The ICD-10 Classification of Mental and Behavioural
Disorders
World Health Organization, Geneva, 1992
Dementia in Alzheimer's Disease
Alzheimer's disease is a primary degenerative cerebral disease
of unknown etiology, with characteristic neuropathological and
neurochemical features. It is usually insidious in onset and
develops slowly but steadily over a period of years. This period
can be as short as 2 or 3 years, but can occasionally be
considerably longer. The onset can be in middle adult life or even
earlier (Alzheimer's disease of presenile onset), but the
incidence is higher in later life (Alzheimer's disease of senile
onset). In cases with onset before the age of 65-70, there is the
likelihood of a family history of a similar dementia, a more rapid
course, and prominence of features of temporal and parietal lobe
damage, including dysphasia or dyspraxia. In cases with a later
onset, the course tends to be slower and to be characterized by
more general impairment of higher cortical functions. Patients
with Down's syndrome are at high risk of developing Alzheimer's
disease.
There are characteristic changes in the brain: a marked
reduction in the population of neurons, particularly in the
hippocampus, substantia innominata, locus ceruleus, and
temporoparietal and frontal cortex; appearance of neurofibrillary
tangles made of paired helical filaments; neuritic (argentophil)

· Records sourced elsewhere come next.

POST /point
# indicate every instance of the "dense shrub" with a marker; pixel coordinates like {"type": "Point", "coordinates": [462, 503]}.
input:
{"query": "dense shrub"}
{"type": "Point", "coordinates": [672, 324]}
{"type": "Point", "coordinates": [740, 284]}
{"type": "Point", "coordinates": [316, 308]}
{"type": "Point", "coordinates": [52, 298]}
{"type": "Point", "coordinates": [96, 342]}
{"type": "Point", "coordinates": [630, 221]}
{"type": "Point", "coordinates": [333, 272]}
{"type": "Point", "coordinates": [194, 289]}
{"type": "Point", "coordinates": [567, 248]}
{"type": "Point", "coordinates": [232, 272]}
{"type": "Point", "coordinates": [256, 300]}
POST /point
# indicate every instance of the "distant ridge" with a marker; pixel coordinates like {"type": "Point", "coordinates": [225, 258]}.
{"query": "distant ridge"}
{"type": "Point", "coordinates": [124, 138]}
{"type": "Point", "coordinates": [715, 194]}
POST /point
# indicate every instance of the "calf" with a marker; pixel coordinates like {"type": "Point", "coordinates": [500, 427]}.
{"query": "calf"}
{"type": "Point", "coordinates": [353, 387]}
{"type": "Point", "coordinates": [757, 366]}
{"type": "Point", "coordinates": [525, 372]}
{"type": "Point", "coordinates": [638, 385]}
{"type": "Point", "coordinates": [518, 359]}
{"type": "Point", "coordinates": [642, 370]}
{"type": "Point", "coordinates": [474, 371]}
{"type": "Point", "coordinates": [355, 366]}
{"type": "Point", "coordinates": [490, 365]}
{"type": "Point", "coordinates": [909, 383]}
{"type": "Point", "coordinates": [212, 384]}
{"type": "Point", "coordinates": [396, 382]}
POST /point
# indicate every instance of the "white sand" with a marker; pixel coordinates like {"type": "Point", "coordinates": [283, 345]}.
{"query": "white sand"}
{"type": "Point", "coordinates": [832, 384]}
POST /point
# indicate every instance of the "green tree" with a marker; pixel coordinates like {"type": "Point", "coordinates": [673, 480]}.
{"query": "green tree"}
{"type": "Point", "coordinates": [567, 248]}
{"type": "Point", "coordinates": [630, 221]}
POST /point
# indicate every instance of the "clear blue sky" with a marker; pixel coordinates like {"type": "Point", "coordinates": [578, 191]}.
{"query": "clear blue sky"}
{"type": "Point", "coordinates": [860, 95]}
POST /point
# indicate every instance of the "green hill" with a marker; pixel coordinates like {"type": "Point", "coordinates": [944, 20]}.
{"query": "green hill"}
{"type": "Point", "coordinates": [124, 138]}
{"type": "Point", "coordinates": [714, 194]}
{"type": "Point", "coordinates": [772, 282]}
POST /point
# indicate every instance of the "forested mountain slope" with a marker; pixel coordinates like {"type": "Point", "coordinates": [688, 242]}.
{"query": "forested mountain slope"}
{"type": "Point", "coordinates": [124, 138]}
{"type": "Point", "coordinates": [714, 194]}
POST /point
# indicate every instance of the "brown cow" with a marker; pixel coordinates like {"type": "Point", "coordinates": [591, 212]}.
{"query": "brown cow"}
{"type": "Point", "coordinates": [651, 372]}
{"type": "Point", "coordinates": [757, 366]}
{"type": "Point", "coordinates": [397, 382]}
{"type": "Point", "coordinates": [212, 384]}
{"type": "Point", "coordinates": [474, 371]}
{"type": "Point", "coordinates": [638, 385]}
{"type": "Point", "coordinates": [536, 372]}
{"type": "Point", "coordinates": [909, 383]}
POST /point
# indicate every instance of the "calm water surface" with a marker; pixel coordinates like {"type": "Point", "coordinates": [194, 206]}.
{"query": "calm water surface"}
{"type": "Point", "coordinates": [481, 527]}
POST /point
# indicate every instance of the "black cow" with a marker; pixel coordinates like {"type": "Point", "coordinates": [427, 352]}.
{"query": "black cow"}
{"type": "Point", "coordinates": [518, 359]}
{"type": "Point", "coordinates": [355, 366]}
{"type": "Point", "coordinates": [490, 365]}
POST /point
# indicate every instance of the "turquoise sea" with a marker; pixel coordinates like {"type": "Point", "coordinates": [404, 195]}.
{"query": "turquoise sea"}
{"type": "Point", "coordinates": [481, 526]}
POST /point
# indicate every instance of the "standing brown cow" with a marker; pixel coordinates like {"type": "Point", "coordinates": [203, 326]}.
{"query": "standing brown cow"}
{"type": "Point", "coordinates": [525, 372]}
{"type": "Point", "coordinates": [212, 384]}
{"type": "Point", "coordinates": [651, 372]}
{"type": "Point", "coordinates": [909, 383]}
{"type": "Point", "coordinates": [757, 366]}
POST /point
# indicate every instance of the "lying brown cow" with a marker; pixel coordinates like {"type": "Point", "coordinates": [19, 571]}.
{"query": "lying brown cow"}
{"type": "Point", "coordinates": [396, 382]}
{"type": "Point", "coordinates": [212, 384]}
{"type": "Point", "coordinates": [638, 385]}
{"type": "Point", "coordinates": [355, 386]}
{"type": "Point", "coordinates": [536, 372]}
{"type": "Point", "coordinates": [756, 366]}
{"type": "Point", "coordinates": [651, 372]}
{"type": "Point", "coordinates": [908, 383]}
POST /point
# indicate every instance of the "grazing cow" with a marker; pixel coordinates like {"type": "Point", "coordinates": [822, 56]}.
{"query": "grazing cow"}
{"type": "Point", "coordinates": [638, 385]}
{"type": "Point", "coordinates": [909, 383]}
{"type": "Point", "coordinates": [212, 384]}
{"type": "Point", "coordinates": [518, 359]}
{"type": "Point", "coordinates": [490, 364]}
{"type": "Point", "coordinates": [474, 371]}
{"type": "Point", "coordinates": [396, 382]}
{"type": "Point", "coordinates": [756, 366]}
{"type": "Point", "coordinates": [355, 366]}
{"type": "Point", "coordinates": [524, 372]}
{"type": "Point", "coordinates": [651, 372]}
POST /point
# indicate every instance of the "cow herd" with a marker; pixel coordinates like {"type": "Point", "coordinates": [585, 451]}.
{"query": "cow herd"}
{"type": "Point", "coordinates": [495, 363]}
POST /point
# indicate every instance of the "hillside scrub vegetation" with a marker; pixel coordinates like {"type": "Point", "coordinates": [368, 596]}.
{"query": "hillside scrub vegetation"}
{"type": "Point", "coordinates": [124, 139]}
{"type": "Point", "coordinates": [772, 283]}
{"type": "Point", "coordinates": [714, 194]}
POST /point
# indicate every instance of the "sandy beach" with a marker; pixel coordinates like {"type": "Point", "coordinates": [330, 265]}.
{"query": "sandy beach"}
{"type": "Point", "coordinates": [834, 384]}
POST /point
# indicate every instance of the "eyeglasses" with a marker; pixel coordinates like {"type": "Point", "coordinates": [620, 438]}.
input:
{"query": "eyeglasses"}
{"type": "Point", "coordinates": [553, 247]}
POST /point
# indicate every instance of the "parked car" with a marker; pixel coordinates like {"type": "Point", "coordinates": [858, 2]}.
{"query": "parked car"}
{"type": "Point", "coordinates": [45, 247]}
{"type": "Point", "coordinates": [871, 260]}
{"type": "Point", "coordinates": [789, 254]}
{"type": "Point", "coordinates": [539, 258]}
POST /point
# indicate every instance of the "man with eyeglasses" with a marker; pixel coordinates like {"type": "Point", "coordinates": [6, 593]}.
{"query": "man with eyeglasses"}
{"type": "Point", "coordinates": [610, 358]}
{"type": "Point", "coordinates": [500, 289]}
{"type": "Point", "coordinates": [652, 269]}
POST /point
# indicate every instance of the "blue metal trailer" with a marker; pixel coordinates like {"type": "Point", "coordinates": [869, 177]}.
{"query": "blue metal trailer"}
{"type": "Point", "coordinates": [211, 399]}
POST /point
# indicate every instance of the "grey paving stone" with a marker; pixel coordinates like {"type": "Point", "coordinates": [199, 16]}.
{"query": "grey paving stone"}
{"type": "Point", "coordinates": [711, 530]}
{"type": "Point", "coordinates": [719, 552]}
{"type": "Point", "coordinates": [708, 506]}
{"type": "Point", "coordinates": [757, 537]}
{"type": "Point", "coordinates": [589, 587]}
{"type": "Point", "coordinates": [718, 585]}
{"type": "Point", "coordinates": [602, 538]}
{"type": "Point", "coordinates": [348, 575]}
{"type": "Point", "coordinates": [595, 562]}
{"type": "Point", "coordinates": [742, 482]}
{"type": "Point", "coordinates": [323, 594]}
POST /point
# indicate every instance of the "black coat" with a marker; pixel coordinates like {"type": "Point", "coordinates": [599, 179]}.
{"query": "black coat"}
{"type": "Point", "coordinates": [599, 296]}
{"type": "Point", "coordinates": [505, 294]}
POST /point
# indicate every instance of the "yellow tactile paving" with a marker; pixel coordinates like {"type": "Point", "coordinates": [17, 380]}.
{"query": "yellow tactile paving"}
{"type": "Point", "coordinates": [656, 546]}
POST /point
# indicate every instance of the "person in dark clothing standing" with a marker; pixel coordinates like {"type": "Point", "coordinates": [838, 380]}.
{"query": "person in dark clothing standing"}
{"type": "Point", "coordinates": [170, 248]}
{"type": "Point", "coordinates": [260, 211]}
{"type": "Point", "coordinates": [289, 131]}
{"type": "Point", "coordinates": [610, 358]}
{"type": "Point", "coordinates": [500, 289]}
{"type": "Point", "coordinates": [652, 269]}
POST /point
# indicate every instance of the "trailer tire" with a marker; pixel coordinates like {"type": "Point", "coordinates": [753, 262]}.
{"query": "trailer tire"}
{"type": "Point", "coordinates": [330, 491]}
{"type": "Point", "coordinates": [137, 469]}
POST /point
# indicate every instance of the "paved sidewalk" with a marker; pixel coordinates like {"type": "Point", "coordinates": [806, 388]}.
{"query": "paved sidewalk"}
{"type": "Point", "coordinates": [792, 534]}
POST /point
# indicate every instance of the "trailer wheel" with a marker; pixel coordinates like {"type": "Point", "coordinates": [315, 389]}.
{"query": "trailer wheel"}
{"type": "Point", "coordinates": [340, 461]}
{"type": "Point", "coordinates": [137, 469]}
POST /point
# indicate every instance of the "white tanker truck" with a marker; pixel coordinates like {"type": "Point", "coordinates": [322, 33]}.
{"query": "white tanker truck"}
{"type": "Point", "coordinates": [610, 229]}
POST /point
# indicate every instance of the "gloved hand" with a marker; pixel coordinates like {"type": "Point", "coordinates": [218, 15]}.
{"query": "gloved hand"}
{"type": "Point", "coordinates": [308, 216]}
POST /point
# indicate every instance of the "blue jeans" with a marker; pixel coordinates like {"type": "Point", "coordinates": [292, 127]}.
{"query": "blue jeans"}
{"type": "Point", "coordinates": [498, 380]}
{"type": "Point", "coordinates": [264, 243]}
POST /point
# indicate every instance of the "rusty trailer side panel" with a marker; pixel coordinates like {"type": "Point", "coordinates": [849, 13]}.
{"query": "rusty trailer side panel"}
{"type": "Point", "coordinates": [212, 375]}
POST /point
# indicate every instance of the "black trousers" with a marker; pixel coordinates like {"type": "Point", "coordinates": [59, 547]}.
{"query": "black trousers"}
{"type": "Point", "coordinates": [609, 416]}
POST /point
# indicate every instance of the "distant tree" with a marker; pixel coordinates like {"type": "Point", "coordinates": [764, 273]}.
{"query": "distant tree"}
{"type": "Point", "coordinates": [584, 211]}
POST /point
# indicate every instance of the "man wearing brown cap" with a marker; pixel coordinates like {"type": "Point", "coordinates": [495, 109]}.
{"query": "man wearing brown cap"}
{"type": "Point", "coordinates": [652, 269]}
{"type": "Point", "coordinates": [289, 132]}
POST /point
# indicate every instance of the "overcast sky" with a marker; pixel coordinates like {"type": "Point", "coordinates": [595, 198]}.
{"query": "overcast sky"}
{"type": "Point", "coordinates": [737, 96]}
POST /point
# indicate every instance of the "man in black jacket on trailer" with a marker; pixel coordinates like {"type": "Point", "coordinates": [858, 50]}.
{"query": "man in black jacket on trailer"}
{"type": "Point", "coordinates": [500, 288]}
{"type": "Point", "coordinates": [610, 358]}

plaques, which consist largely of amyloid and show a definite
progression in their development (although plaques without amyloid
are also known to exist); and granulovacuolar bodies.
Neurochemical changes have also been found, including a marked
reduction in the enzyme choline acetyltransferase, in
acetylcholine itself, and in other neurotransmitters and
neuromodulators.
As originally described, the clinical features are accompanied
by the above brain changes. However, it now appears that the two
do not always progress in parallel: one may be indisputably
present with only minimal evidence of the other. Nevertheless, the
clinical features of Alzheimer's disease are such that it is often
possible to make a presumptive diagnosis on clinical grounds
alone.
Dementia in Alzheimer's disease is at present irreversible.
Diagnostic Guidelines
The following features are essential for a definite diagnosis:
(a) Presence of a dementia as described above.
(b) Insidious onset with slow deterioration. While the onset
usually seems difficult to pinpoint in time, realization by others
that the defects exist may come suddenly. An apparent plateau may
occur in the progression.
(c) Absence of clinical evidence, or findings from special
investigations, to suggest that the mental state may be due to
other systemic or brain disease which can induce a dementia (e.g.
hypothyroidism, hypercalcaemia, vitamin B12 deficiency, niacin
deficiency, neurosyphilis, normal pressure hydrocephalus, or
subdural haematoma).
(d) Absence of a sudden, apoplectic onset, or of neurological
signs of focal damage such as hemiparesis, sensory loss, visual
field defects, and incoordination occurring early in the illness
(although these phenomena may be superimposed later).
In a certain proportion of cases, the features of Alzheimer's
disease and vascular dementia may both be present. In such cases,
double diagnosis (and coding) should be made. When the vascular
dementia precedes the Alzheimer's disease, it may be impossible to
diagnose the latter on clinical grounds.
Includes:
* primary degenerative dementia of the Alzheimer's type
Differential Diagnosis
Consider: a depressive disorder (F30-F39); delirium (F05); organic
amnesic syndrome (F04); other primary dementias, such as in
Pick's, Creuzfeldt-Jakob or Huntington's disease (F02.-);
secondary dementias associated with a variety of physical
diseases, toxic states, etc. (F02.8); mild, moderate or severe
mental retardation (F70-F72).
Dementia in Alzheimer's disease may coexist with vascular
dementia (to be coded F00.2), as when cerebrovascular episodes
(multi-infarct phenomena) are superimposed on a clinical picture
and history suggesting Alzheimer's disease. Such episodes may
result in sudden exacerbations of the manifestations of dementia.
According to postmortem findings, both types may coexist in as
many as 10-15% of all dementia cases.
Dementia in Alzheimer's disease beginning before the age of 65.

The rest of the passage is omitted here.